Ok, so,

sub foo($x, $y) { say $x ~ $y };
my $foo_ref = &foo;
[download]

assigns a reference to $foo_ref (makes sense (since I don't see why I'd want to copy a function), and

my @bar = <a b c>;
my $bar_ref = @bar;   # Assigns a reference. Ok.
my $bar_ref2 := @bar  # Same as above? XXX
my @bar_copy = @bar;  # Makes a copy of @bar. As expected.
[download]

and

my $qux = SomeClass.new;  # $qux is a reference to an object
my $qux_ref = $qux;       # makes a copy of the reference (?)
[download]

Does that copy the object referred to by $qux, or just the reference?

However,

my $xyz = 'hi';
my $xyz_ref = $xyz;  # not a ref!
[download]

copies $xyz as expected. Correct?

Stop asking "is $var a reference to $object" - since nearly everything is a reference, it doesn't make too much sense.
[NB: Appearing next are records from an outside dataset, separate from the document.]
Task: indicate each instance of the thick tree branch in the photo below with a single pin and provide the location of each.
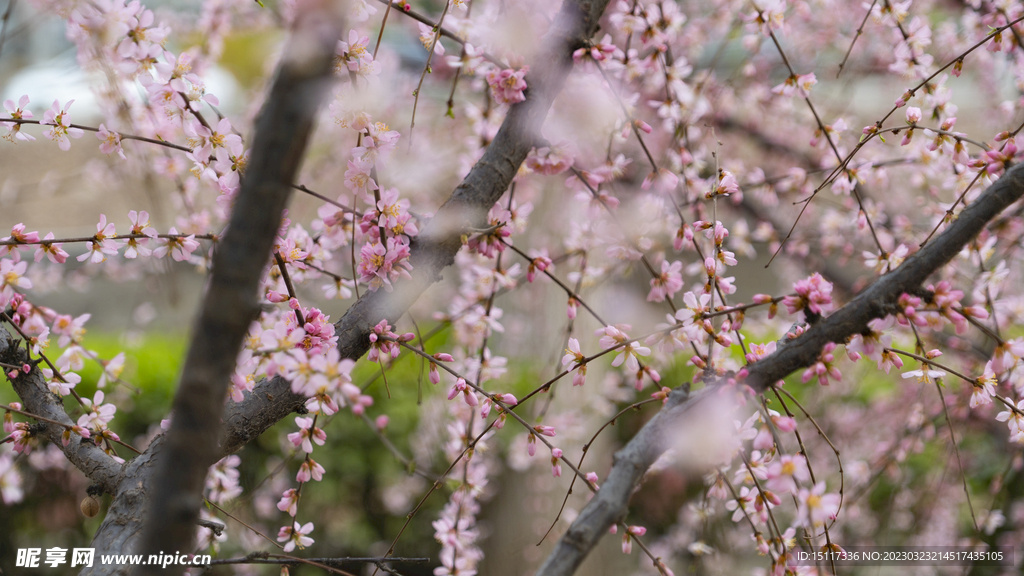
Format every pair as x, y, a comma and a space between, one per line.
283, 131
878, 300
465, 210
98, 466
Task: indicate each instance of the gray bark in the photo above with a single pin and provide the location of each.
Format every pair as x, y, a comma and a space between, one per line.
878, 300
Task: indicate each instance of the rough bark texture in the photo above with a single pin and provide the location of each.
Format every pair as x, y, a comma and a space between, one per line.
879, 299
464, 211
36, 398
230, 304
272, 400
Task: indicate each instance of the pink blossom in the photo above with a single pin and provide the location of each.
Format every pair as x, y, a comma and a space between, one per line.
813, 293
668, 283
178, 246
507, 85
16, 113
289, 502
61, 128
295, 535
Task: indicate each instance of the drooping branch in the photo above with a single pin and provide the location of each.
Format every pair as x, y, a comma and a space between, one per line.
98, 466
464, 212
878, 300
230, 304
434, 249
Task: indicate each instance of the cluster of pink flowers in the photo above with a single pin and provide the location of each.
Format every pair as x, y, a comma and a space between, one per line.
507, 85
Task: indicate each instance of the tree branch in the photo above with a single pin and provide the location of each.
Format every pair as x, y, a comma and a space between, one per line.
610, 502
97, 465
435, 248
283, 131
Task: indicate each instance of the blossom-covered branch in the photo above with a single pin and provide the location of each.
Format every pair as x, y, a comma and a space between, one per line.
878, 300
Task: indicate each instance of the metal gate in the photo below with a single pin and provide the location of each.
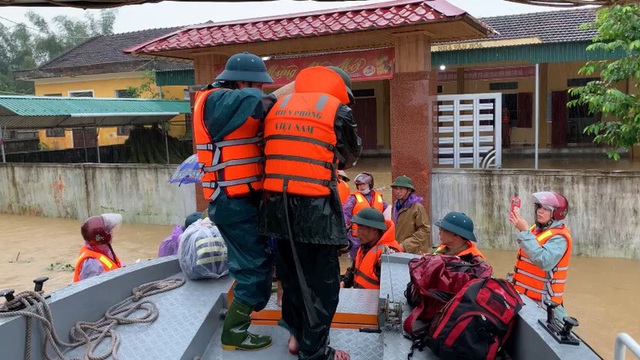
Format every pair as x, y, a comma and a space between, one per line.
470, 130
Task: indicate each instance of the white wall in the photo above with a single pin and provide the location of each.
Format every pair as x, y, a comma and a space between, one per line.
140, 193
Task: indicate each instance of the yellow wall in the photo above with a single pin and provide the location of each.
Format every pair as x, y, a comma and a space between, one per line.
104, 88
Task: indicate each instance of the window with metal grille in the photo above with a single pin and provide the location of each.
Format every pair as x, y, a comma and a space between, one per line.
57, 132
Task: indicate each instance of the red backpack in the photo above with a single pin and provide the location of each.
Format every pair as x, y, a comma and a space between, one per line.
476, 323
435, 279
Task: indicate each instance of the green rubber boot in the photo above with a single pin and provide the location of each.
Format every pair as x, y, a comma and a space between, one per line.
234, 330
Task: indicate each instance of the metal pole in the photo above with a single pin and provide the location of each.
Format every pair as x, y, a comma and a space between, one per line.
97, 144
623, 340
4, 159
84, 145
537, 116
166, 140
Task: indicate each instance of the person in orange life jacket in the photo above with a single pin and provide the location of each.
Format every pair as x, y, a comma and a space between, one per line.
343, 186
411, 220
363, 197
228, 120
457, 238
545, 250
96, 255
376, 236
302, 205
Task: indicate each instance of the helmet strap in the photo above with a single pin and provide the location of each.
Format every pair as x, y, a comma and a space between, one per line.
115, 257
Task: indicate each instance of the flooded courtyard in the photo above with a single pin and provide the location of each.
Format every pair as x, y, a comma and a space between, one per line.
602, 293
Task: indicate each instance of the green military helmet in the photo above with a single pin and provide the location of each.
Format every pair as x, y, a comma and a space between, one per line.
347, 81
193, 217
459, 224
370, 217
245, 67
403, 181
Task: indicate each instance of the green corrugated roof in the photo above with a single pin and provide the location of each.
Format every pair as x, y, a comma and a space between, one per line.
533, 54
175, 77
40, 112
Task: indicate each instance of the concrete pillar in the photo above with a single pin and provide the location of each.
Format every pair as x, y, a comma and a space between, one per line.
543, 91
413, 112
203, 72
460, 80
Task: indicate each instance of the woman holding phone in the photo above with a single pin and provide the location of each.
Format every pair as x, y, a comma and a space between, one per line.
545, 249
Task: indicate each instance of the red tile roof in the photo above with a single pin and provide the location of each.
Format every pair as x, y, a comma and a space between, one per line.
323, 22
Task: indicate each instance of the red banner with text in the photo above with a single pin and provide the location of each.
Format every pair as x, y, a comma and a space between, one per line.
360, 65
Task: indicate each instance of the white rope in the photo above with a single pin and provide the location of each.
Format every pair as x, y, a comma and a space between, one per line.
90, 333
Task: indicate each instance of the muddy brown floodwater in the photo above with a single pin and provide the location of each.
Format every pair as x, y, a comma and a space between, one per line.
602, 293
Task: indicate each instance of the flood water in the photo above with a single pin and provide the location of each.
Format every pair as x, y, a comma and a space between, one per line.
601, 293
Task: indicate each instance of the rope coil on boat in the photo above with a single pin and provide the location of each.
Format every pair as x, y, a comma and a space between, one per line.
90, 333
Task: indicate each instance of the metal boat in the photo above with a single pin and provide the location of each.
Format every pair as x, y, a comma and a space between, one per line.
367, 324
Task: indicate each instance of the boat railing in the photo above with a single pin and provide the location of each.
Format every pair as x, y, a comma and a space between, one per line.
625, 341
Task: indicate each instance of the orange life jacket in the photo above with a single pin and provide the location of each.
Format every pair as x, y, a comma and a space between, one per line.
471, 249
365, 276
86, 253
234, 163
343, 190
300, 153
536, 283
362, 203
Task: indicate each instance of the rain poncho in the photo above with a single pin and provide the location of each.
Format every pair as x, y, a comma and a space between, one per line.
169, 246
202, 253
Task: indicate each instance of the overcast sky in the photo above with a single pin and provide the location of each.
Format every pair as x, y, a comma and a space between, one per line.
169, 13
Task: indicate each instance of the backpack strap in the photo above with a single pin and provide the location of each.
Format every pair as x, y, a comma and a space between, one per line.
410, 321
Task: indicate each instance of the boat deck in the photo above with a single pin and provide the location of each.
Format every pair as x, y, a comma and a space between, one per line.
190, 320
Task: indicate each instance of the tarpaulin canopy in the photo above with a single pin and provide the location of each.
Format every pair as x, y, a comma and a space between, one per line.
44, 112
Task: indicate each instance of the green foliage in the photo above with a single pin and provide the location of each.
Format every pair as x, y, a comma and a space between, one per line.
147, 145
26, 46
618, 31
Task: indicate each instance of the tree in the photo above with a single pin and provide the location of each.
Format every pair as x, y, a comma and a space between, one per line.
618, 31
26, 46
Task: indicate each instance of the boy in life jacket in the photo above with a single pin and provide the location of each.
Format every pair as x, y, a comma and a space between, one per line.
343, 186
363, 197
96, 255
376, 236
457, 238
545, 250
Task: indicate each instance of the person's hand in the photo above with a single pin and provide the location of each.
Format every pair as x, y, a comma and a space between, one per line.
517, 221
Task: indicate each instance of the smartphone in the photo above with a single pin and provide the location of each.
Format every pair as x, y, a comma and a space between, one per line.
515, 203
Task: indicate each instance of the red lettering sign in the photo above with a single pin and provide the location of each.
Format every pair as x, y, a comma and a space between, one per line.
360, 65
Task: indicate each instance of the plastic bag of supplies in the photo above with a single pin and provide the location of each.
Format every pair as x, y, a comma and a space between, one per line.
202, 253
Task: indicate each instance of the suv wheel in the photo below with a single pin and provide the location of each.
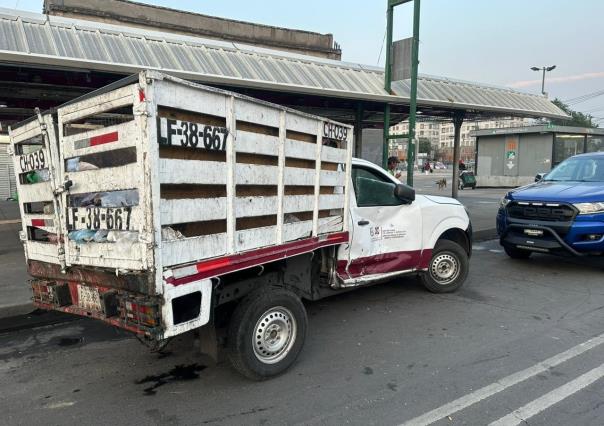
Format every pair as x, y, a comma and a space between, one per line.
448, 268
Instead, you could ask questions like "if I change $var1, does $var2 change too?"

Those questions are easy to answer - you can just try them out.
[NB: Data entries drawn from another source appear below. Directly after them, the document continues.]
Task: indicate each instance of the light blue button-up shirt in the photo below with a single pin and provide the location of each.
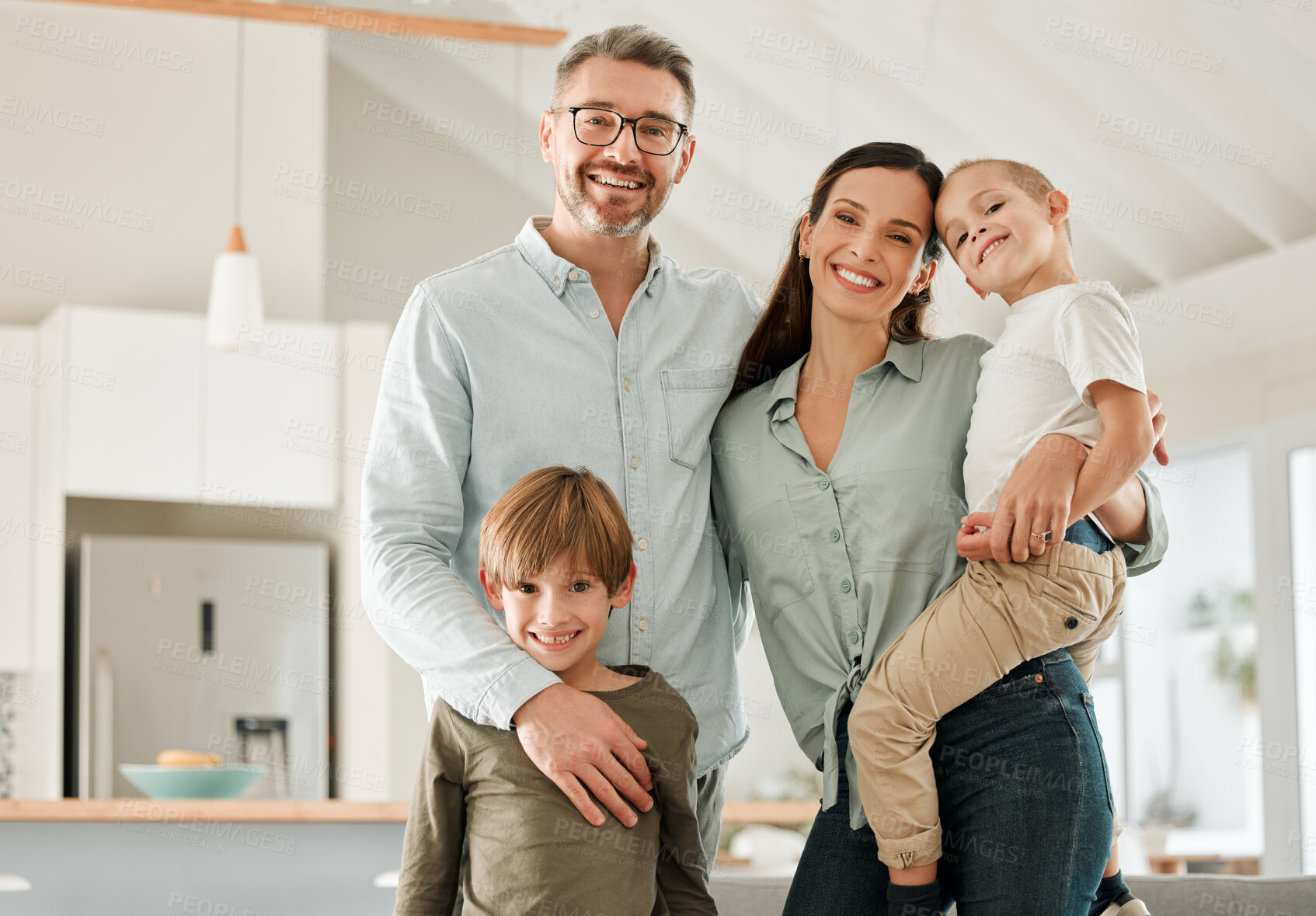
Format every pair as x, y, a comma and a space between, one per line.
512, 365
840, 562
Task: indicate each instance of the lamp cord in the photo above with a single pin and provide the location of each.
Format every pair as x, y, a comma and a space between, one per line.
237, 132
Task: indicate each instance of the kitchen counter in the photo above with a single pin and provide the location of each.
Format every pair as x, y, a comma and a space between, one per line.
271, 811
204, 810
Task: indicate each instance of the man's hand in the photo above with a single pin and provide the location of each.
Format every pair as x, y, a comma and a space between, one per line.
578, 739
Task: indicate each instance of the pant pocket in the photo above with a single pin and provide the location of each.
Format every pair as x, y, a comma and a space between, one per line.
1105, 771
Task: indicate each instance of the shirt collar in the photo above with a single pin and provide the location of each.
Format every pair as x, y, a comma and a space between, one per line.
907, 360
555, 271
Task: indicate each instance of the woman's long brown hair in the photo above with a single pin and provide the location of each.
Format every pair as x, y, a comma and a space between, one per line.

You can also think of a variable being a name for a container, and that container holds a value. Assignment changes the value, binding the container.
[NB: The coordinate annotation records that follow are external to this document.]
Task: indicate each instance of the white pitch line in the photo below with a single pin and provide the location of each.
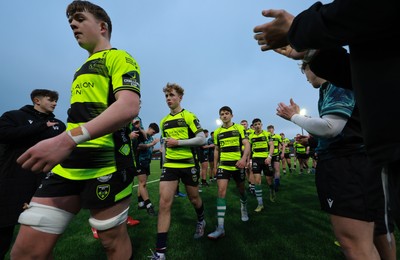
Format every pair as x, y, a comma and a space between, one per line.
134, 186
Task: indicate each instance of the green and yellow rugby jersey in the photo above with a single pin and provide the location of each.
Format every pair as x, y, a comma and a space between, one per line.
286, 141
277, 141
259, 144
229, 141
299, 148
93, 90
181, 126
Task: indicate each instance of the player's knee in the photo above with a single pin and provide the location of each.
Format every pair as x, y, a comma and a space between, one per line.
109, 223
45, 218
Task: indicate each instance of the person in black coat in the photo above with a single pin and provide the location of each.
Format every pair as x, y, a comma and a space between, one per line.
370, 65
20, 130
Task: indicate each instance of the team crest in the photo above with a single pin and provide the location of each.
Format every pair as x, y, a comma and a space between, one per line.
194, 174
105, 178
103, 191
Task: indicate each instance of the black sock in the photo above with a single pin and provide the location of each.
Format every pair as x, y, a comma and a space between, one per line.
161, 246
147, 202
200, 213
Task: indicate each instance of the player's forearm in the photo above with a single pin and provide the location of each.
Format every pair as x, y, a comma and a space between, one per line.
119, 114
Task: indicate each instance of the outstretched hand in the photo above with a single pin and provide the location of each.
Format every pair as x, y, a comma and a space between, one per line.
46, 154
290, 52
287, 111
273, 34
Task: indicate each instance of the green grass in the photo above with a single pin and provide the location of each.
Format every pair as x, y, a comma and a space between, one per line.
293, 227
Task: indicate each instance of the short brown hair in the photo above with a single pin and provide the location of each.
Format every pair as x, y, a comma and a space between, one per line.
86, 6
171, 86
44, 93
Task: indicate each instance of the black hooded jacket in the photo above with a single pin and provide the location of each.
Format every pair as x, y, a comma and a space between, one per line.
20, 130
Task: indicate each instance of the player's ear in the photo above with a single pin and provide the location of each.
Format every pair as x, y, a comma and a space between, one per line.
104, 27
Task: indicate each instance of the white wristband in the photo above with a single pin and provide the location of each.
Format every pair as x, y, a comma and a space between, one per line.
79, 134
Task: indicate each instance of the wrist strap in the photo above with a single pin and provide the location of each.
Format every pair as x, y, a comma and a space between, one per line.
79, 134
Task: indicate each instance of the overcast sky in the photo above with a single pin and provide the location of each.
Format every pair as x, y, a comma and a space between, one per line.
205, 46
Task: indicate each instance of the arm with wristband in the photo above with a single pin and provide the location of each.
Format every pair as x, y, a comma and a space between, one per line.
46, 154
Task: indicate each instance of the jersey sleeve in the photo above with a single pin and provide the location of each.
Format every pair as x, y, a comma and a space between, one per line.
124, 71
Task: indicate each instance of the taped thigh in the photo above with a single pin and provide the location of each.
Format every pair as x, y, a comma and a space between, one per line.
109, 223
45, 218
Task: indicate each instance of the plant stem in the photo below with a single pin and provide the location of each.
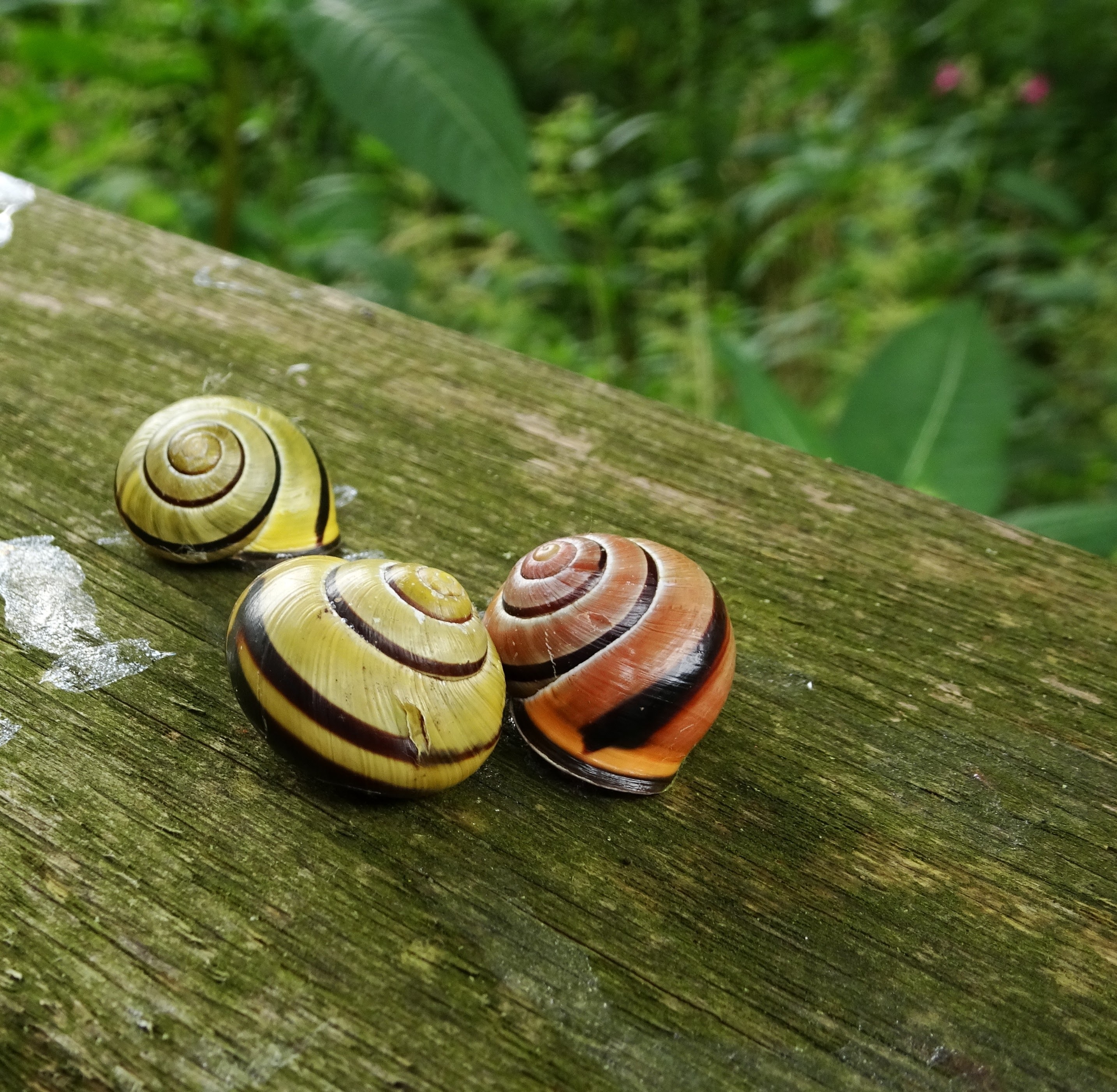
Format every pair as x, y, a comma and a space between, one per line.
231, 180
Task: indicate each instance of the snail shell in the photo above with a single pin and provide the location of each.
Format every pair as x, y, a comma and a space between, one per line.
379, 673
210, 477
618, 654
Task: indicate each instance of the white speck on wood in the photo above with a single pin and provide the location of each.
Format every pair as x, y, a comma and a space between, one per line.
14, 195
344, 495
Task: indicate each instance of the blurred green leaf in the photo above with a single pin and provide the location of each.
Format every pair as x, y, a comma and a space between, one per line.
932, 410
416, 74
7, 7
1039, 196
1089, 526
763, 408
Does that copy the object referred to by $qux

No. Assignment to a scalar never copies any object (just pointers, internally). Only if you assign to an array or hash variable (ie one beginning with @ or %), a shallow copy is made.

my $xyz = 'hi';
my $xyz_ref = $xyz;  # not a ref!
[download]

copies $xyz as expected. Correct?

No, just copies a reference to the string 'hi'. But since strings are immutable, you won't see any diference between two references to the same string, and two reference to copies of the same string.

Perl 6 - links to (nearly) everything that is Perl 6.

Thanks for the reply, moritz.